A 1ª banda que subiu ao palco foram os Malade. As suas músicas soam todas bastante atmosféricas e carregam uma melodia estranhamente desejável. Com uma sonoridade rica e intricada que mistura Black e Death mas que soa algo que transcendeu esse som clássico, e talvez daí a designação de Post. Têm, contudo, os pés alicerçados no Black, mas num Black moderno, mais refinado, mais cuidado, e com elementos do Gótico. Enaltece-se a forma de cantar em certas porções das suas músicas, onde as letras são declamadas num tom quase vampírico, quase num sussurro gélido, que adensa ainda mais a atmosfera negra criada pelos restantes quatro membros, e nas restantes porções das músicas temos quase que uma invocação do timbre de Fernando Ribeiro. A energia da banda é evidente em palco, e mostrou que se diverte durante a sua performance. A sua atuação foi dedicada ao seu EP de 2021, “Exordium”, onde tocaram 4 das 5 músicas, mas exatamente a meio do setlist entregaram o seu novo single "Homilia" de 2022, tema esse que abriu a época do mosh.

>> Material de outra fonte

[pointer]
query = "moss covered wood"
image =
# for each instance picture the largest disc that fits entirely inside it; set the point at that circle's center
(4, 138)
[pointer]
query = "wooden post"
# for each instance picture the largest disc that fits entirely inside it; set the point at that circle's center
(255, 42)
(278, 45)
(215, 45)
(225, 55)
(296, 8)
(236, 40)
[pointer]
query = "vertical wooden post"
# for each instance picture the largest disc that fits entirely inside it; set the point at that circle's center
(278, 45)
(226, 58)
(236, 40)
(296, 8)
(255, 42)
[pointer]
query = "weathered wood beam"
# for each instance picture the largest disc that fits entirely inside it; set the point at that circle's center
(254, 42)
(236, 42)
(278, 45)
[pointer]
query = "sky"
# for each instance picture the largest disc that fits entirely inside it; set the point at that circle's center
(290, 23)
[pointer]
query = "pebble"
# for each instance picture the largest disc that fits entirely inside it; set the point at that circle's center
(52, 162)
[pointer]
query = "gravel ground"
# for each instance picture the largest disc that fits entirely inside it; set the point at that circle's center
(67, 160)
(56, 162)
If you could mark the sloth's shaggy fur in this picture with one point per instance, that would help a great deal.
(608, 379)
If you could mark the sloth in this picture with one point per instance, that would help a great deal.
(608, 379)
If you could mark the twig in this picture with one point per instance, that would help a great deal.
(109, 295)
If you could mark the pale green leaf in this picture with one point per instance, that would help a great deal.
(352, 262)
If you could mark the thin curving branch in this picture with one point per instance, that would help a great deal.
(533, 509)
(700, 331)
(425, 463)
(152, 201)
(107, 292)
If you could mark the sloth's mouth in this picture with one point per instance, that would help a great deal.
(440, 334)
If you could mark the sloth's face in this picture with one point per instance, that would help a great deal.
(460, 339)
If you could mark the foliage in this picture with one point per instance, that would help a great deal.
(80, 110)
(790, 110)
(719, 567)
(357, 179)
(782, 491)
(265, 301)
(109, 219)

Destaca-se o tema de encerramento da banda, “Morbus Sine Fine”, que é claramente uma música importante para cada um dos elementos da banda, e isso fica evidente ao tocarem-na com toda alma que lhes é detida, ao entregarem à Malveira uma emoção viva. Tema bastante atmosférico, sereno, porém caótico ao mesmo tempo, melódico, contudo perturbador e que o público recebeu, como recebeu os restantes 4 temas da tarde, com muito headbang introspetivo. O tema significa doença sem fim, mas parece que a cura está no som maravilhoso produzido por este quinteto artístico.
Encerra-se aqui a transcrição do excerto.